Public health experts are unanimous in their belief that it’s too soon to let Americans go back to work. With limited hospital capacity, lifting all restrictions immediately would result in a new spike in coronavirus cases and put excessive strain on our health care system. But at the same time, we cannot simply “flatten the curve” for long enough that it becomes safe for everyone to go back to work at once: The economic costs would be enormous due to the sheer length of the resulting lockdown.
Implementing selective containment once we get past the first peak of the epidemic could help get many Americans back to work faster while keeping the most vulnerable populations safe. This approach would allow a fraction of households to resume normal activity while the rest of the population remains in quarantine. Three simple principles should guide how we decide which households are “released” earlier.
2. The second principle of selective containment is it needs to be adapted locally. Hospital capacity differs across states and cities. Areas with fewer ICU beds per capita need to more stringently quarantine to avoid exceeding hospital capacity. Age distribution also matters: In cities with a higher concentration of older households, a lower age cutoff for containment would prevent health systems from becoming overwhelmed.

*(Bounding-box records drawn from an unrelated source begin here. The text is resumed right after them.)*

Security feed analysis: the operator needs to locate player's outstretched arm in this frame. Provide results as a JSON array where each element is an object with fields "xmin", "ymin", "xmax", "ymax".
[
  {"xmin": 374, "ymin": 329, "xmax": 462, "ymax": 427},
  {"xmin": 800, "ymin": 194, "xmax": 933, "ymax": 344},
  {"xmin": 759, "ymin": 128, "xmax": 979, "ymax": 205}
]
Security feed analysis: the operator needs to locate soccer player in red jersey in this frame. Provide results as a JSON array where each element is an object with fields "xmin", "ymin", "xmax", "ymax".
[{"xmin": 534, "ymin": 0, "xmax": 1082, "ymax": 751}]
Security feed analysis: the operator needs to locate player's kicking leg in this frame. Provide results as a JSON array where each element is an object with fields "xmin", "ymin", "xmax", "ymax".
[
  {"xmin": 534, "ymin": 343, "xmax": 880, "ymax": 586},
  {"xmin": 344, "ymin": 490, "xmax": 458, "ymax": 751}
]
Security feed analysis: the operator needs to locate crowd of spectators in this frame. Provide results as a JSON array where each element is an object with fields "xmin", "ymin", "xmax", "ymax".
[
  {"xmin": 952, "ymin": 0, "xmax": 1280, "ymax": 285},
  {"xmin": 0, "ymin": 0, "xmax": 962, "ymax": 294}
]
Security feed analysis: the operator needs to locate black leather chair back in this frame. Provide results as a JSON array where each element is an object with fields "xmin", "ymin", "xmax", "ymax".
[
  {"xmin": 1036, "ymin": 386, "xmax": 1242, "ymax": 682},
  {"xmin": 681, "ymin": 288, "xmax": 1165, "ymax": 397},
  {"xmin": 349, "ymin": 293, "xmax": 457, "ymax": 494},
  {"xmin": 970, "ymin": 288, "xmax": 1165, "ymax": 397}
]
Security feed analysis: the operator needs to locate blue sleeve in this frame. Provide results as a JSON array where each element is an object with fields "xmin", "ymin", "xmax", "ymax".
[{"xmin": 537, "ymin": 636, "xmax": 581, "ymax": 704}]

3. Third, selective containment should be data driven. Using statistics on disease rates for different populations, local hospital capacity and demographics, government and public health officials could estimate how a particular exit strategy — say, releasing all Los Angeles residents under 50 without pre-existing conditions — would stress the local health care system. This predictive modeling could be updated continuously as scientists collect better data.
With these numbers in hand, local decision makers could rationally decide what share of the population to release from quarantine, permitting more business activity and hopefully limiting the impact of the economic shock. Better tools, such as applications that allow individuals to self-report disease status, could allow for local governments to get even more up-to-date information on local health conditions.
The development of such predictive tools would also prove useful in guiding public investments in local health infrastructure — the key to any successful exit strategy. More ventilators and expanded ICU capacity are necessary to increase our ability to care for those who require hospitalization. But these investments need to be made efficiently, with staff and equipment deployed to the most affected areas and patients directed to underutilized hospitals. The predictive tools that underly a selective containment strategy would ensure that public investment is directed where it can help most and allow a greater share of the population to be released from quarantine.
Selective containment isn’t the simplest approach. Its challenges include the need for restrictions on mobility between cities and states, and it would likely be difficult to enforce. Ultimately, public spending is key: Government should financially compensate individuals who remain quarantined to make up for lost wages.
Rather than assume we’ll be stuck inside for the next few months, it’s time to think creatively about how we can shorten our time in quarantine and get the economy back up and running. Despite its challenges, selective containment is a promising way to getting America back to work — both quickly and safely.